The road to treatment
The researchers have already carried out the entire process, except for the very last stage, which involves re-inserting the immune cells into the patient.
- This study has showed that it is possible to “outsource” effective and cancer-specific immune responses to the immune defence system of a healthy person. There are great advantages associated with a personalized treatment which is independent of the patient’s own weakened immune system, says Olweus.
– Of course, we are eager to take the next step on the way to treating patients. Much of the required infrastructure and competence is already available at Oslo University Hospital. We are now working to ensure that the missing elements are put in place, and hope for support from the hospital and elsewhere in this respect.
The Dean of UiO’s Faculty of Medicine, Frode Vartdal, is keen to see patients benefit from these results:
– It is important that studies like this are followed up with clinical testing, and that the trials can be conducted in Oslo University Hospital’s GMP facilities. However, conducting this type of clinical study is so costly that we depend on funding from government support schemes for innovation, such as the Research Council of Norway, Innovation Norway, or from private businesses and investors, Vartdal points out.
Gunnar Sæther, who is head of department at Oslo University Hospital’s Institute for Cancer Research, is pleased with the results and is keen to see that they are put to use as soon as possible:
– These results represent a breakthrough, and it is important that this new knowledge is put through to clinical trials in the near future. The technology paves the way for broader and stronger immune response to the cancer cells’ many genetic variations, and in principle, we should be able to use this against most types of cancer, says Sæther.

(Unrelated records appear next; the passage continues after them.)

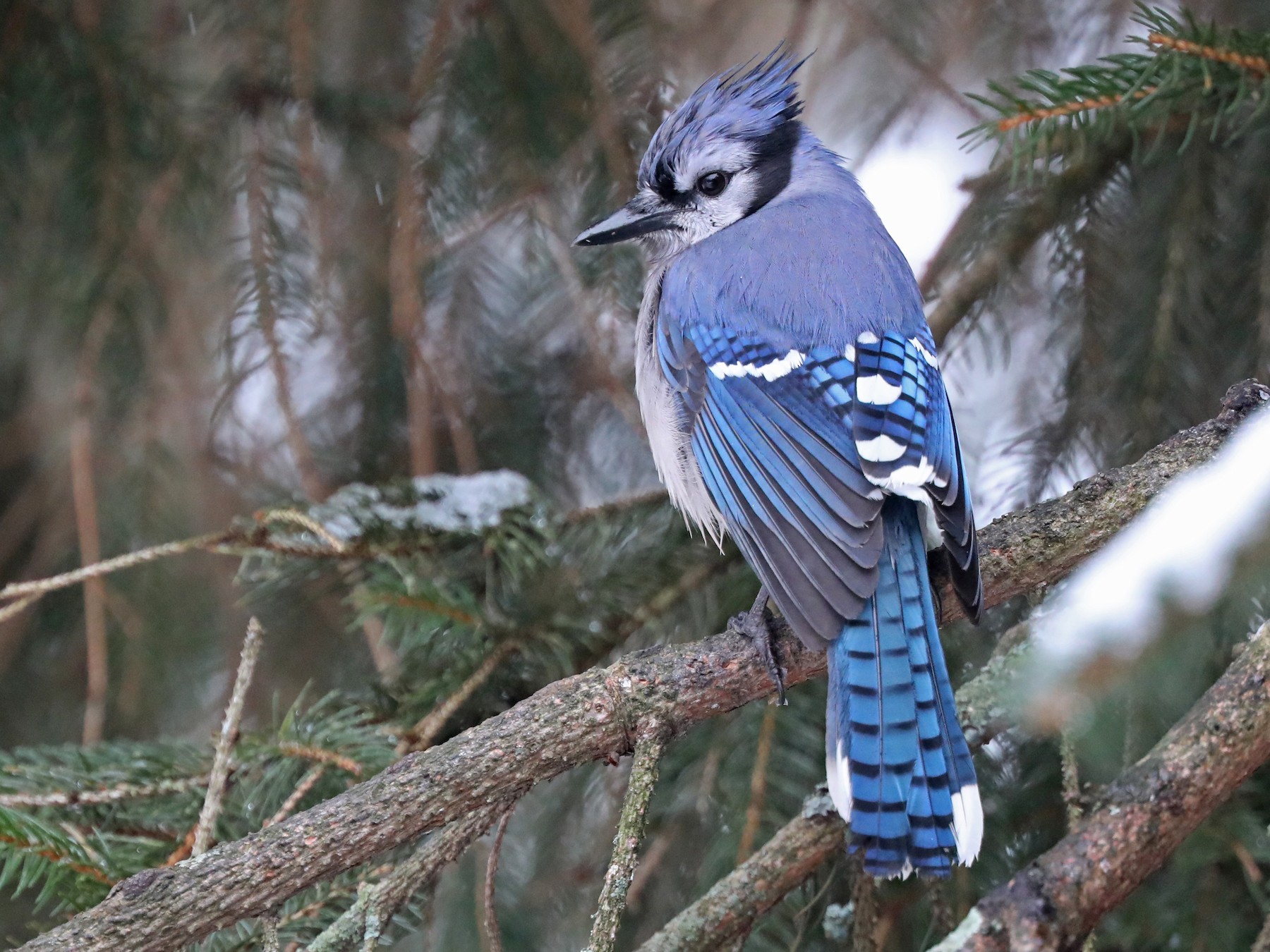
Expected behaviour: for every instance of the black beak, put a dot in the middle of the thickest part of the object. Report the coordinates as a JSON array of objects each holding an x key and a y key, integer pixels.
[{"x": 625, "y": 224}]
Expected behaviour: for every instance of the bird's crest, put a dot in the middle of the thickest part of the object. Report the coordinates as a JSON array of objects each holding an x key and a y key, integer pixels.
[{"x": 749, "y": 102}]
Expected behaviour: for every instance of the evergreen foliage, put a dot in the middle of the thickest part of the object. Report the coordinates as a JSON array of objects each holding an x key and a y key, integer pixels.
[{"x": 357, "y": 224}]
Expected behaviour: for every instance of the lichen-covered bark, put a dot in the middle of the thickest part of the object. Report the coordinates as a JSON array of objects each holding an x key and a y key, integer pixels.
[
  {"x": 1143, "y": 817},
  {"x": 1036, "y": 546},
  {"x": 587, "y": 717},
  {"x": 630, "y": 834},
  {"x": 736, "y": 903}
]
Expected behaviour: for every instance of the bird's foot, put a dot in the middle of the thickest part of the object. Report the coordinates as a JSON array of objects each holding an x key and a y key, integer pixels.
[{"x": 756, "y": 626}]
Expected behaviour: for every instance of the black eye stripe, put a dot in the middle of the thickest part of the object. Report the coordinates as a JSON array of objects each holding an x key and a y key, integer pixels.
[{"x": 714, "y": 183}]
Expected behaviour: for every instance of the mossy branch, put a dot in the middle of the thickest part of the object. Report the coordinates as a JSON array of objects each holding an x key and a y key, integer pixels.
[{"x": 577, "y": 720}]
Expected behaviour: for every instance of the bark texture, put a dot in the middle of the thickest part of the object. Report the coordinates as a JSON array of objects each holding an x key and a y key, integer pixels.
[
  {"x": 576, "y": 720},
  {"x": 1139, "y": 820}
]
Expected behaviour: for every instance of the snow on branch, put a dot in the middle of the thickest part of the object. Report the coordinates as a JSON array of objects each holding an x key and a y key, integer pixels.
[
  {"x": 1170, "y": 565},
  {"x": 576, "y": 720}
]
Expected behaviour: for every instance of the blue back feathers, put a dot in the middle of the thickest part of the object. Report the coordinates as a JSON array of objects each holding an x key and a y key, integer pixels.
[{"x": 804, "y": 384}]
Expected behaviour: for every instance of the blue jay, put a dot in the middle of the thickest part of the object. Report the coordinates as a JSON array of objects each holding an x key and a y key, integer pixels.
[{"x": 793, "y": 398}]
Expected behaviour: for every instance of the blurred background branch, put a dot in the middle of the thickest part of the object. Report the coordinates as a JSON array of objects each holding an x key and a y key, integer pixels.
[{"x": 309, "y": 260}]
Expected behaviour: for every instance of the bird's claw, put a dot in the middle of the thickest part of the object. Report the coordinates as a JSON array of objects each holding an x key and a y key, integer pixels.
[{"x": 755, "y": 625}]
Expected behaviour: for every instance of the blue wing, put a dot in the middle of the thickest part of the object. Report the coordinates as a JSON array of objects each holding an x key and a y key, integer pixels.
[
  {"x": 798, "y": 447},
  {"x": 907, "y": 444}
]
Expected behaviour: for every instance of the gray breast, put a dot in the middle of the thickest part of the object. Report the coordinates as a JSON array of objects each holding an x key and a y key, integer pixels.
[{"x": 665, "y": 419}]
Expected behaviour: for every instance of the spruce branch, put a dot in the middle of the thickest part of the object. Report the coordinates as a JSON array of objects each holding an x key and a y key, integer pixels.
[
  {"x": 220, "y": 774},
  {"x": 733, "y": 905},
  {"x": 368, "y": 918},
  {"x": 1138, "y": 822},
  {"x": 1198, "y": 75},
  {"x": 423, "y": 736},
  {"x": 1251, "y": 63},
  {"x": 586, "y": 717},
  {"x": 301, "y": 790},
  {"x": 493, "y": 934},
  {"x": 630, "y": 833}
]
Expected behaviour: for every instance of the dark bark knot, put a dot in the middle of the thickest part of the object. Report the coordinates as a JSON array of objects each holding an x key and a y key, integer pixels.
[
  {"x": 1242, "y": 398},
  {"x": 135, "y": 885}
]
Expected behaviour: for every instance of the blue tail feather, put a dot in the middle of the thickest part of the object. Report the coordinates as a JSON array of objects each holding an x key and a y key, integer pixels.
[{"x": 900, "y": 767}]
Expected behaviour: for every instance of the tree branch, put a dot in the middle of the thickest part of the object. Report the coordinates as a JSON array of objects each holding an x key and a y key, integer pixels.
[
  {"x": 1138, "y": 822},
  {"x": 573, "y": 721},
  {"x": 630, "y": 834}
]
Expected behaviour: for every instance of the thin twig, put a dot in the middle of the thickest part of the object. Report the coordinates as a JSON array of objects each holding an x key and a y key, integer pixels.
[
  {"x": 301, "y": 790},
  {"x": 1245, "y": 61},
  {"x": 493, "y": 934},
  {"x": 225, "y": 743},
  {"x": 368, "y": 918},
  {"x": 308, "y": 752},
  {"x": 1072, "y": 796},
  {"x": 270, "y": 927},
  {"x": 630, "y": 834},
  {"x": 267, "y": 312},
  {"x": 87, "y": 523},
  {"x": 864, "y": 895},
  {"x": 423, "y": 736},
  {"x": 1072, "y": 108},
  {"x": 1071, "y": 780},
  {"x": 757, "y": 785},
  {"x": 107, "y": 795},
  {"x": 18, "y": 607},
  {"x": 579, "y": 720},
  {"x": 42, "y": 587},
  {"x": 957, "y": 290},
  {"x": 736, "y": 903},
  {"x": 306, "y": 522}
]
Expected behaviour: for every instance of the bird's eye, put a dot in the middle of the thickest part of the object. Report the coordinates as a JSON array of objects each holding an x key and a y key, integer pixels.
[{"x": 713, "y": 183}]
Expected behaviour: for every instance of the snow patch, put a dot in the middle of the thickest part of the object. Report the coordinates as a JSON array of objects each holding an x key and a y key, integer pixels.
[{"x": 1179, "y": 554}]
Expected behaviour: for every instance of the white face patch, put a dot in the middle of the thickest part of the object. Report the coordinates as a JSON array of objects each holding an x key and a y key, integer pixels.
[
  {"x": 770, "y": 371},
  {"x": 876, "y": 390}
]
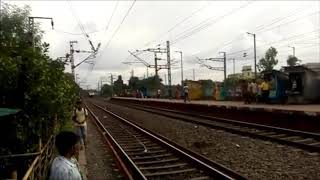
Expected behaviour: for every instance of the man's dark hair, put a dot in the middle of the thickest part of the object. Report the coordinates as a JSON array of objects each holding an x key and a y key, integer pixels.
[{"x": 65, "y": 141}]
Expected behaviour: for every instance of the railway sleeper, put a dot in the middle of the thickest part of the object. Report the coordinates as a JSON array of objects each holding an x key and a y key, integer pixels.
[
  {"x": 157, "y": 161},
  {"x": 151, "y": 157},
  {"x": 146, "y": 153},
  {"x": 164, "y": 166},
  {"x": 166, "y": 173},
  {"x": 315, "y": 144},
  {"x": 142, "y": 149},
  {"x": 136, "y": 146}
]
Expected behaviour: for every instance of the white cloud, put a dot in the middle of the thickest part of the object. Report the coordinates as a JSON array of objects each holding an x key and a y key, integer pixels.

Even though it is a costly process, the socio-economic benefit of a cancer treatment that leaves the patient free of side effects will be enormous.

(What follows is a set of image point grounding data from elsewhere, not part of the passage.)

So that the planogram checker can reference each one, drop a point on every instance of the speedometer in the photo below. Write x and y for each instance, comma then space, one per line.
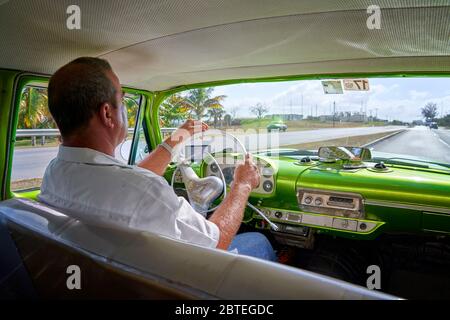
267, 171
228, 174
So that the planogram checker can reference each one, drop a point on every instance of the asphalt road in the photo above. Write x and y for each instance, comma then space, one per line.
420, 142
435, 144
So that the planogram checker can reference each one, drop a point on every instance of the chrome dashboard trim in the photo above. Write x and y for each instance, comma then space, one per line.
407, 206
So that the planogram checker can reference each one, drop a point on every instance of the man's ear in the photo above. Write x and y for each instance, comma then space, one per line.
106, 115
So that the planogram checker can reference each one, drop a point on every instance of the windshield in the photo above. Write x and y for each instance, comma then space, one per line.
407, 118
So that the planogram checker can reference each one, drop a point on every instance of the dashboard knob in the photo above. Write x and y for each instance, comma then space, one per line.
268, 186
278, 214
214, 168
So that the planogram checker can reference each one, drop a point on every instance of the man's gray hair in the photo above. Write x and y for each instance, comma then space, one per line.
77, 90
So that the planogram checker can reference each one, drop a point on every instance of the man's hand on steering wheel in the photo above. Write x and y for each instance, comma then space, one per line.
187, 130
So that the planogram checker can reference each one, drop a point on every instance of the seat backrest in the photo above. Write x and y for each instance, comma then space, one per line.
118, 263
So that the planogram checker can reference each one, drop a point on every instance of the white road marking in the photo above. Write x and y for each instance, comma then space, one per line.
448, 146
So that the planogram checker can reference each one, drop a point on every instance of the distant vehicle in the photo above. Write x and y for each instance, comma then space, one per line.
276, 126
433, 125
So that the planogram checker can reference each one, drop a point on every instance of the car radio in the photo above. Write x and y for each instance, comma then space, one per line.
342, 204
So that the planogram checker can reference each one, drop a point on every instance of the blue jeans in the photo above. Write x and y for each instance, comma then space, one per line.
253, 244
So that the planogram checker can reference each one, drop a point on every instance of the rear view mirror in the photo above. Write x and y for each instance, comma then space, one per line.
125, 149
345, 153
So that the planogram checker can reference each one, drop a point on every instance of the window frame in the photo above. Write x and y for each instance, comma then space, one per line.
20, 82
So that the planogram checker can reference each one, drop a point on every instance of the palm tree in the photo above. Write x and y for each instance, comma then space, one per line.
173, 109
33, 110
216, 113
198, 101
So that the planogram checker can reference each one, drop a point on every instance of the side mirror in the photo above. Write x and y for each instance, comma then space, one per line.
344, 153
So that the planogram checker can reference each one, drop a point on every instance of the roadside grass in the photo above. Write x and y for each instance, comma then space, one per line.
26, 184
300, 125
356, 141
26, 143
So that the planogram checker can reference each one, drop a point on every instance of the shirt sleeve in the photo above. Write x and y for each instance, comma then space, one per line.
194, 227
162, 212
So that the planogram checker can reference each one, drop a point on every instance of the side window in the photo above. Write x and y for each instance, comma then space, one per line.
37, 140
37, 137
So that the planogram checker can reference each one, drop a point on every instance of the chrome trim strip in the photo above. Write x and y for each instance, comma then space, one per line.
407, 206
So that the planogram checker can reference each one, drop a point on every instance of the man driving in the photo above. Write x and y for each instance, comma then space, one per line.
85, 100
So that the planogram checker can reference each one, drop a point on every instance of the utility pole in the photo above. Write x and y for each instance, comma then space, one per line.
302, 105
334, 111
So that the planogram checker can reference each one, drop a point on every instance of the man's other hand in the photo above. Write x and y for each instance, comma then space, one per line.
247, 173
188, 129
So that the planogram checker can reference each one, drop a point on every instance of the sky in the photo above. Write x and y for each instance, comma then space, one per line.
388, 98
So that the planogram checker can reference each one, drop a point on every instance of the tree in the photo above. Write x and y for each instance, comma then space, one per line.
173, 109
33, 110
131, 103
199, 101
233, 112
227, 119
259, 110
216, 113
430, 111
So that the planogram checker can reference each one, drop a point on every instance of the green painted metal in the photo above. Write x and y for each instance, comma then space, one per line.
11, 84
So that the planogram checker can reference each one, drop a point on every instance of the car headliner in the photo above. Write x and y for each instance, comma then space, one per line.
156, 45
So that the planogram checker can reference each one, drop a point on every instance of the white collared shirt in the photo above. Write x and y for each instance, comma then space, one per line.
99, 189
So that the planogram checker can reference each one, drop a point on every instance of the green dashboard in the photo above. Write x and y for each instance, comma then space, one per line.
303, 195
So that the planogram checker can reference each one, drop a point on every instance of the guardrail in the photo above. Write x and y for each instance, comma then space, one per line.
42, 133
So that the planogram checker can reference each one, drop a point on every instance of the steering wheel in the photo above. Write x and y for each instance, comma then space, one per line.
202, 192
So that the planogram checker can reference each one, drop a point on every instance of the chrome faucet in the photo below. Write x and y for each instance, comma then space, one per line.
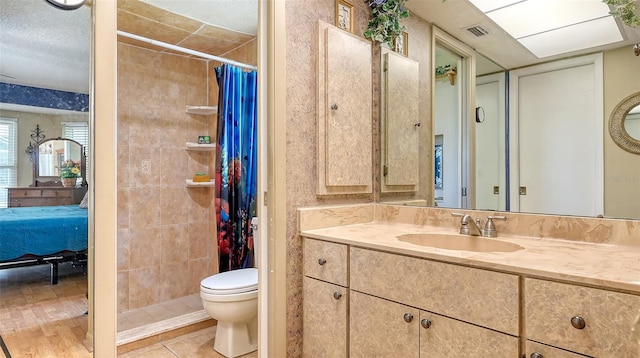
471, 227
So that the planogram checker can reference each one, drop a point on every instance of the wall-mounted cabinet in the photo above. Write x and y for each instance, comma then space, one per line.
400, 122
345, 129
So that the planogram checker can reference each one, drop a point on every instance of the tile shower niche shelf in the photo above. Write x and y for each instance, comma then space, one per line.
201, 147
192, 184
202, 110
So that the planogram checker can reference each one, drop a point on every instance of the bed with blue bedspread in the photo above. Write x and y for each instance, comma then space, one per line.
43, 235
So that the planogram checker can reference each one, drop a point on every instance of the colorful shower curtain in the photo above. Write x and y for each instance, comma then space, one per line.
236, 165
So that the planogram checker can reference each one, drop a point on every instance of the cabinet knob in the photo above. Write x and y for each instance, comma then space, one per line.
578, 322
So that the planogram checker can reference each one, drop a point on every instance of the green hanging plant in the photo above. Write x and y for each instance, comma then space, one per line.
625, 10
384, 25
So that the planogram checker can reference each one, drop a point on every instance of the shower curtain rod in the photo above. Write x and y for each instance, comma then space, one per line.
186, 50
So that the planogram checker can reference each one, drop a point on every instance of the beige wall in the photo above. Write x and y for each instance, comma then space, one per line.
166, 232
622, 169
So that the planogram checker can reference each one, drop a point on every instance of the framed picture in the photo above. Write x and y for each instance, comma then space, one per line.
402, 44
344, 15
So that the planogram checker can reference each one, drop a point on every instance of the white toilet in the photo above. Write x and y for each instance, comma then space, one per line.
232, 298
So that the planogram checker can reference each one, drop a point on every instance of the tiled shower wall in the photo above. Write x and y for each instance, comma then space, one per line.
166, 232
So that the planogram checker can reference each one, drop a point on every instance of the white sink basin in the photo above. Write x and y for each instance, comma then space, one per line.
459, 242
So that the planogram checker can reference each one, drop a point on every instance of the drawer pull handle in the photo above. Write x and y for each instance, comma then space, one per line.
578, 322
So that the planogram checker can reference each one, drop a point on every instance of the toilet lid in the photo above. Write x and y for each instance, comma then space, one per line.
230, 282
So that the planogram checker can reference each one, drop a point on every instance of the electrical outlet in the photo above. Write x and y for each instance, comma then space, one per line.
146, 166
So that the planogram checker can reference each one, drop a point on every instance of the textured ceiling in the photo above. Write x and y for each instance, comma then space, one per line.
44, 47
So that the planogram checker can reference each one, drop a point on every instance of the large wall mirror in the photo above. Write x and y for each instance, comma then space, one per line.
528, 141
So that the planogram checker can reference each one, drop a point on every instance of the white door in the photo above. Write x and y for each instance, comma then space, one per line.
556, 138
490, 188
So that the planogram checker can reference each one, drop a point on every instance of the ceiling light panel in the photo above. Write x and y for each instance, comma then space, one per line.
490, 5
585, 35
536, 16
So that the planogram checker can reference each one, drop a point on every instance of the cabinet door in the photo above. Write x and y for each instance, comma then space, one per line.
537, 350
381, 328
585, 320
324, 319
344, 110
445, 337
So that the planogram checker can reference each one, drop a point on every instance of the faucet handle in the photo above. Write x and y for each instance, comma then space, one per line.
489, 228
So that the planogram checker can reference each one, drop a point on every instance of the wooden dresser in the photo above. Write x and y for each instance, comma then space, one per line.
45, 196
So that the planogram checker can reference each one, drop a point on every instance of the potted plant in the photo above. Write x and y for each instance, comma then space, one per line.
384, 25
69, 173
625, 10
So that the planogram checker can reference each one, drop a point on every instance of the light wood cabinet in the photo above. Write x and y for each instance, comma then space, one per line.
443, 337
344, 112
382, 328
537, 350
325, 319
584, 320
325, 299
392, 305
485, 298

The research was conducted at the K.G. Jebsen Centre for Cancer Immunotherapy at the University of Oslo and Oslo University Hospital. One of the teams working for the centre is based in the Netherlands, at the Netherlands Cancer Institute, and is headed by Ton N. Schumacher, who shares last authorship of the article with Olweus.
– The international collaboration has been all-important. The first author of the study, Erlend Strønen, has travelled back and forth, working in close liaison with Schumacher’s team at the Netherlands Cancer Institute. Similarly, the researchers there have been coming to Oslo to conduct experiments. This has been important for the development of the method, and not least for the mutual exchange of technology, says Olweus.

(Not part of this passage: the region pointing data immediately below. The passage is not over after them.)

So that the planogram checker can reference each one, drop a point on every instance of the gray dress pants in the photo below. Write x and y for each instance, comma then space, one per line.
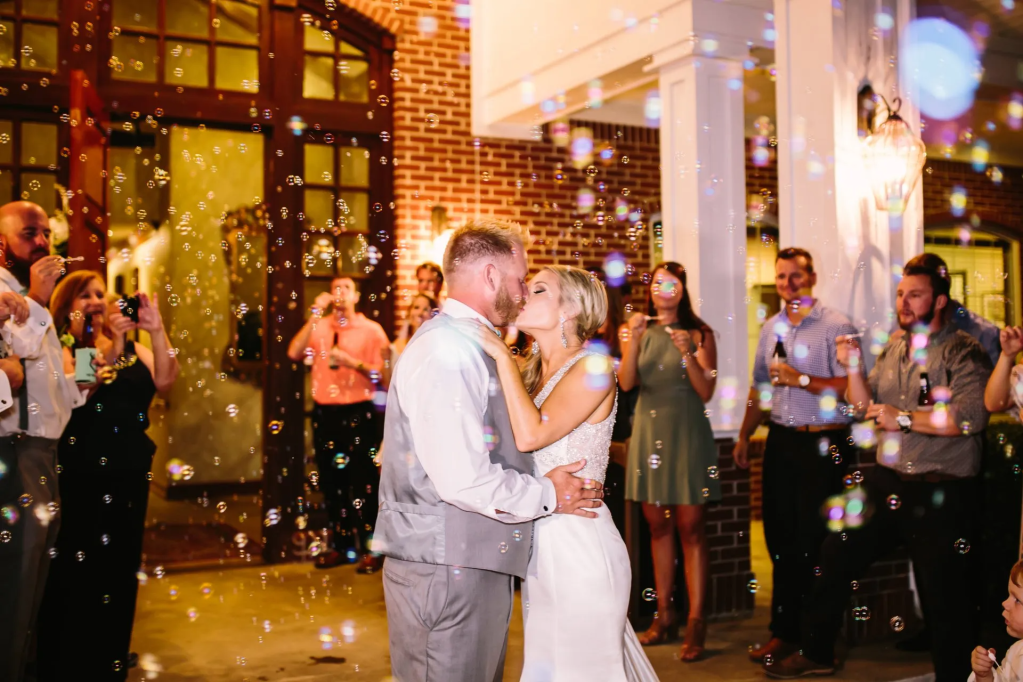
28, 467
446, 624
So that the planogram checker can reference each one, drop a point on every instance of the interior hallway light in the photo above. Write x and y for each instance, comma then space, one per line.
893, 157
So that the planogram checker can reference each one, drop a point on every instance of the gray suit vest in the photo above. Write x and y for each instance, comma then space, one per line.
414, 524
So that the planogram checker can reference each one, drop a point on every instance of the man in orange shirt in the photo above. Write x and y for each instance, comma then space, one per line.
347, 353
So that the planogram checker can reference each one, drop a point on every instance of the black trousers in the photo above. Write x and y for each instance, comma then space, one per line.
800, 472
93, 578
936, 521
346, 438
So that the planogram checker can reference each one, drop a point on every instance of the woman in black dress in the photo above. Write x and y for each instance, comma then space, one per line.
104, 457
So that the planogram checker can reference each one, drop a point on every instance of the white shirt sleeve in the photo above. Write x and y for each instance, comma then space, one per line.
27, 339
444, 396
6, 398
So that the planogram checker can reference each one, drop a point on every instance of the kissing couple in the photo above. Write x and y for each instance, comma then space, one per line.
493, 473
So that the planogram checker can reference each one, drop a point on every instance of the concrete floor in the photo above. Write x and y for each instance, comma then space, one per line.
292, 623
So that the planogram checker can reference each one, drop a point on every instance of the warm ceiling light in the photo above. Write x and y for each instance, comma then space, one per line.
894, 158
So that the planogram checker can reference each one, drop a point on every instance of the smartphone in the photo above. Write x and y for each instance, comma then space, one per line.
85, 368
129, 307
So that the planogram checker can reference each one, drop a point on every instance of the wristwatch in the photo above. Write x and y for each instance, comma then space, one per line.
904, 421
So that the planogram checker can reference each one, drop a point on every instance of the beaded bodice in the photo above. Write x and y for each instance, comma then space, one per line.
589, 442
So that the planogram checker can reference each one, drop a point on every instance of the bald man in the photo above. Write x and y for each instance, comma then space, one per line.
30, 426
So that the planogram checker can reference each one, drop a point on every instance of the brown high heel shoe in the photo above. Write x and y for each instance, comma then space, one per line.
696, 636
663, 629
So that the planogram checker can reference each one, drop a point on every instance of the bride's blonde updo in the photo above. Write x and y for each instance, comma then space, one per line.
586, 293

Gunnar Sæther, who heads the department, is also convinced that the international partnership has been key:
– These are the results of a long-running, close collaboration between two leading research groups, and they confirm Oslo University Hospital’s international position in the development of novel immunotherapy against cancer, says Sæther
– The fact that the K.G. Jebsen Foundation has allowed us the freedom to partner with the very best people in the field, which in this case is an international team, has been essential for us to achieve these results, emphasizes Olweus, who leads the centre.
She would also like to acknowledge the considerable support received from other funding bodies, such as the Research Council of Norway and the Southern and Eastern Norway Regional Health Authority.